In the current environment, where the SPDR S&P 500 ETF (NYSE: SPY) has faced a weekly downturn and is nearing an alarming 5% monthly loss, investors might perceive a glimmer of hope amid the turbulence.
The recent wave of selling pressure has sent shockwaves across the broader market, but it has also illuminated a unique opportunity. Several blue-chip stocks are currently entrenched in oversold territory, presenting promising prospects for strategic, long-term investors.
Three stocks, each hailing from diverse sectors and appealing to a wide range of consumers, have recently traded into oversold territory and are either one of the most upgraded or top-rated stocks.
These companies are Apple (NASDAQ: AAPL), the tech giant that needs no introduction; Alibaba Group (NYSE: BABA), a global e-commerce titan; and The Home Depot (NYSE: HD), the home improvement retail behemoth.
Three Top-Rated, Oversold Stocks
The past several months have been out of character for the tech giant and most valuable company worldwide. Over the previous three months, shares of AAPL have declined almost 10%, and just this month alone are down over 7%. However, year-to-date (YTD), the stock remains up over 31%.
After topping out in early August, shares of AAPL have declined from $196 to $170 and, as recently as yesterday, found support right near the 200-day Simple Moving Average (SMA). Yesterday's bullish reversal near the all-important 200-day SMA signaled a potential short-term bottom. That price action, coupled with the stock's RSI reading of 37, indicates that AAPL might be in oversold territory, and now might be a good time to pick up shares for the long term.
AAPL is also one of the most upgraded stocks; analysts see a significant upside in the name.

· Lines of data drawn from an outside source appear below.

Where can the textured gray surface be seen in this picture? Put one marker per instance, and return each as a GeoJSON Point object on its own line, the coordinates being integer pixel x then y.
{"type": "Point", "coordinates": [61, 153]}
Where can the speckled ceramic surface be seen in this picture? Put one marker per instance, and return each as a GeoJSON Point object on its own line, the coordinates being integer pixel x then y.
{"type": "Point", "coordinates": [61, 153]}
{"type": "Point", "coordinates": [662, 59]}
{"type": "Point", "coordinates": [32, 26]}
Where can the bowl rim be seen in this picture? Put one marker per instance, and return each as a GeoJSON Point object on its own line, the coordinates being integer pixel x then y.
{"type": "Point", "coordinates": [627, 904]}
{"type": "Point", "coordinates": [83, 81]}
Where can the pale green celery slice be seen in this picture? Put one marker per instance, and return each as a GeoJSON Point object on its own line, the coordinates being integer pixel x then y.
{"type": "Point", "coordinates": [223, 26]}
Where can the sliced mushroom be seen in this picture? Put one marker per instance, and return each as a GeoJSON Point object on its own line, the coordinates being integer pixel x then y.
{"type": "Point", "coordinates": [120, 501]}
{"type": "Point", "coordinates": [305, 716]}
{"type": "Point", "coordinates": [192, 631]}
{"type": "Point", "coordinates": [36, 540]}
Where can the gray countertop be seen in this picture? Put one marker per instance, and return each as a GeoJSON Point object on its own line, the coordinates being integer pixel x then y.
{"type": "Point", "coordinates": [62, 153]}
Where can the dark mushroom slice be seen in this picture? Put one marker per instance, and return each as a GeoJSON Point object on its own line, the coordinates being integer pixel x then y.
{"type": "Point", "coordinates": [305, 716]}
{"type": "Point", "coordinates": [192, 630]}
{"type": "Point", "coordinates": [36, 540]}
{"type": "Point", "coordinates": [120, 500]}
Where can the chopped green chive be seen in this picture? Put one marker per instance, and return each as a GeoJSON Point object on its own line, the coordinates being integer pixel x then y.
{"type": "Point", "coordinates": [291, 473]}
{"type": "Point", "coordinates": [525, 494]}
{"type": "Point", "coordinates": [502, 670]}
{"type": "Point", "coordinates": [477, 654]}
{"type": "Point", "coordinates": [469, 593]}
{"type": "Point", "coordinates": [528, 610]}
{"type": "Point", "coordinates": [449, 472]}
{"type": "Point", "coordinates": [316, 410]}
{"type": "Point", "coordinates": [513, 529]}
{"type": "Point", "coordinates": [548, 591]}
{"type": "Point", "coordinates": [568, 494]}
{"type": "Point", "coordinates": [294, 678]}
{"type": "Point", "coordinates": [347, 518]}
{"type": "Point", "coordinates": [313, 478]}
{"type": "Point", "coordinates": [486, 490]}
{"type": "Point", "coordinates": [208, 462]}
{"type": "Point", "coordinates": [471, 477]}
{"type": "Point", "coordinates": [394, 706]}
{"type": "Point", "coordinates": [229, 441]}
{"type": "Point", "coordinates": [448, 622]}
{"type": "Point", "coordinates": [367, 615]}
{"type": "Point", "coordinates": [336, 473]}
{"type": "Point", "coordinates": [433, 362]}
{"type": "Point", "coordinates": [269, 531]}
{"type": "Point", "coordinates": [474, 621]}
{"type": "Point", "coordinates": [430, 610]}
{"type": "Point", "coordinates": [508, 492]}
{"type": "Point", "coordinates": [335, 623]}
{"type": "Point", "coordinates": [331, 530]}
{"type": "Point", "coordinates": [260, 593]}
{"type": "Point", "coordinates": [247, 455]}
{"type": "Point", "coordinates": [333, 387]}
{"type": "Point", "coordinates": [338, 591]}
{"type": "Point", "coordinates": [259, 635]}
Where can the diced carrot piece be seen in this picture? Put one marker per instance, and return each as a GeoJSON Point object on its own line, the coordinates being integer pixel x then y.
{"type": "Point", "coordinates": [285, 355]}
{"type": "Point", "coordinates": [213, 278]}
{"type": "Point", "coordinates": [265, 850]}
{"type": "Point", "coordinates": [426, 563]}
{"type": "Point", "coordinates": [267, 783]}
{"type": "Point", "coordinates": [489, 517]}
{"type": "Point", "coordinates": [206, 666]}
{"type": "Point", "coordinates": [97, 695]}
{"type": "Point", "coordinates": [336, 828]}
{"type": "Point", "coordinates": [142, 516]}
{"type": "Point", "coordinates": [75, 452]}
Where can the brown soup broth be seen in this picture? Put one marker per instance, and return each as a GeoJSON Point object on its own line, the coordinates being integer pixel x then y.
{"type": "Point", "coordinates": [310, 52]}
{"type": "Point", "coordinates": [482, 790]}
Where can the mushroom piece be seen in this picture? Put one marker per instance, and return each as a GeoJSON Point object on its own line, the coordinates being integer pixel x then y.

Based on thirty-five analyst ratings, the stock has a Moderate Buy rating and price target that sees close to 17% upside for the stock.
After facing many headwinds out of China and surprise management shakeups, BABA has had a year it might want to forget. YTD, the stock is down almost 3%, but interestingly, in recent months, the stock has found a slight big, up nearly 2.5% over the previous three months.
The stock is trading below its key 200-day SMA, which is near $92.50. A potential bullish indication would be if BABA reclaimed the 200-day SMA, which could signal a trend and momentum shift. That and the stock's low RSI of 40 could present a good buying opportunity.
BABA finds itself on the Top-Rated List, a list of 100 companies that have received the highest average rating among equities research analysts over the last twelve months. Analysts see a whopping 62.09% upside for the e-commerce giant, with a $138.65 consensus price target, and have BABA as a Buy, based on the fifteen analyst ratings.
The Home Depot, similar to BABA, is slightly negative on the year, down almost 4% and trading closely to its flattening 200-day SMA. HD presents a unique opportunity from a technical analysis perspective, with the stock currently trading in oversold territory with an RSI of 28.61 and slightly below its 200-day SMA. If HD can reclaim its 200-day, a trend shift might be confirmed.
HD is currently one of the most upgraded stocks by analysts and has a Moderate Buy rating based on twenty-nine analyst ratings. The stock has a $340.47 consensus price target, with analysts seeing over 12% upside.